Neyse ki ciddi bir sakatlık yok...


Kıkırdayarak Çamlık'a doğru yürüyoruz. Yolda Ercan'larla buluştuk. Sabah erkenden kalkmışlar Tamer'i sinarit avı için Ayazma tarafında bir yere bırakmışlar. Birazdan gidip beraber alacağız.


Sabah kahvaltısı yine aynı poğaçacıdan nevale ve çay, yanında incir reçeli.


Ada Festival sebebiyle kalabalık olduğu için, ilk vapurla dönmeyi düşünüyorlar. Kaan vatandaş usulü gelmiş, "sizle dönebilir miyim? beni Çanakkale'ye atarsınız değil mi?" diye sordu...


Bilakis, memnun oluruz...


Tamer'i aldıktan sonra denize girmeye kumsala gittik, deniz soğukça.


Akşamdan itibaren poyraza döndü. Hemen deniz suyu sıcaklığı değişti. Gerçi çok sert esmiyor ama akıntı da karşıdan gelecek, buradan Boğaz'a kadar olan bölümde orsa orsa tırmalayacağız. Bakalım...


Vahit'te güzel bir atıştırma öğle yemeği sonrasında, vakitlice çıkıp limana geldik. Çocuklarla kucaklaştık, ayrıldık.
Onlar karayolu biz deniz yoluyla kuzeye çıkıyoruz. Bu gece olmadan Istanbul'da olacaklar, bizim varmamız ise en iyi ihtimalle 2-3 gün... Ne paradoks ))


Biz Haldun'la tekneyi toparlayıp mazot almak için çıktık, kızlar da alışverişe gittiler.


Dönüşte hafif de olsa bir duş krizi yaşandı...


Tam poyraz gibi değil, daha çok karayel. Sert esiyor, mendireğin girişinden itibaren kaba deniz kaldırıyor.


Açıyı çok zorlamayıp, tam Boğaz'ın girişi değil ama Kumkale'ye doğru rota tutuyoruz. İçeri girdikçe denizler azaldı, Boğaz'ı girince anayelkeni indirdik, motora destek olsun diye genova açık. Telsizden kılavuz Ahmet kaptanla kısa bir sohbet ettik, teknemizi çok beğenmiş ))

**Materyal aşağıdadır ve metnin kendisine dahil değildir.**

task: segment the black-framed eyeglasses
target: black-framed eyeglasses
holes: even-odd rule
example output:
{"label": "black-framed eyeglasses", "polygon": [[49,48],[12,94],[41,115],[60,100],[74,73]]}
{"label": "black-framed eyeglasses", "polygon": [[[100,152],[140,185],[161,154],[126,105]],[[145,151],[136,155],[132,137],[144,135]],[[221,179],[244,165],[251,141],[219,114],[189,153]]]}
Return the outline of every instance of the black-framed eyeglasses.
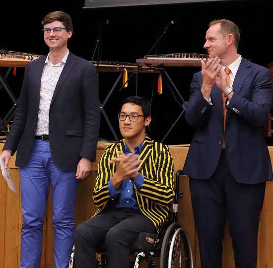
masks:
{"label": "black-framed eyeglasses", "polygon": [[55,27],[55,28],[45,28],[44,29],[42,29],[42,31],[44,32],[45,34],[49,34],[51,32],[51,31],[53,30],[54,33],[60,33],[62,30],[66,30],[66,28],[63,28],[62,27]]}
{"label": "black-framed eyeglasses", "polygon": [[130,120],[130,121],[137,121],[138,120],[138,117],[139,116],[144,116],[142,115],[127,115],[126,114],[118,114],[118,116],[119,118],[119,120],[120,120],[121,121],[124,121],[126,120],[126,118],[127,118],[127,117],[129,118],[129,119]]}

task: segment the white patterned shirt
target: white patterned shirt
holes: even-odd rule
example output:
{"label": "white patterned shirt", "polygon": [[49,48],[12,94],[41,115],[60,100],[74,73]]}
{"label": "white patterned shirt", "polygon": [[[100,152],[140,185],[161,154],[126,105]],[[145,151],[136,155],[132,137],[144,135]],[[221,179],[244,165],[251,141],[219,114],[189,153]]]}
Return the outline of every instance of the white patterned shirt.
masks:
{"label": "white patterned shirt", "polygon": [[53,65],[49,61],[49,53],[46,59],[41,79],[39,114],[35,133],[36,135],[48,135],[49,108],[51,100],[68,54],[68,53],[61,63],[56,65]]}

Çanakkale'ye kadar olan yolu Batı yakasını takip ederek tırmandık. Marina feribotlar için olan ticaret limanının hemen yanında. Rıhtımın güneyi misafir tekneler için, kıçtankara olup, yemek yemeye Yalova Restaurant'a...


Çanakkale Marina'da elektrik su var. Gecelik 20 milyon.


Kaan'ı yolcu ettikten sonra rıhtım boyunda biraz turladık, yattık uyuduk.